Siempre
me gustó creer que ser libres constituye una
característica esencial de los seres humanos.
Como Jean Paul Sartre alguna vez nos advirtiera, los
seres humanos estamos condenados a la libertad. Ante
cada circunstancia de nuestra vida, no podemos escapar
a la elección de cómo responder frente
a cada uno de los desafíos planteados.
Es
verdad que no elegimos lo que nos pasa. Lo inesperado
y contingente gustan de presentarse imprevistamente.

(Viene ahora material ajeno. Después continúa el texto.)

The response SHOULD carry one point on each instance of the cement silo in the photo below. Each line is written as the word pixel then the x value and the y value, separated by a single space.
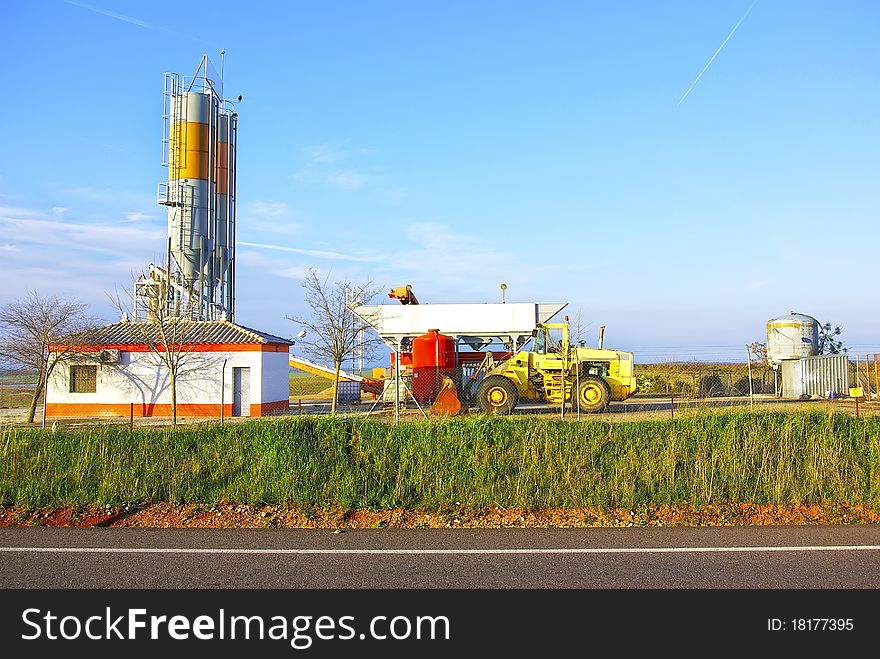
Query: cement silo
pixel 792 337
pixel 200 132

Pero también es cierto que podemos elegir, como
seres humanos responsables y dotados de conciencia,
la manera en la que hemos de responder, a través
de nuestras acciones, a cada uno de los desafíos
que la vida nos plantea.
Claro
que responder adecuadamente, es decir con acciones que
nos acerquen a nuestros objetivos y a la vez honren
nuestros valores, no siempre es una tarea sencilla.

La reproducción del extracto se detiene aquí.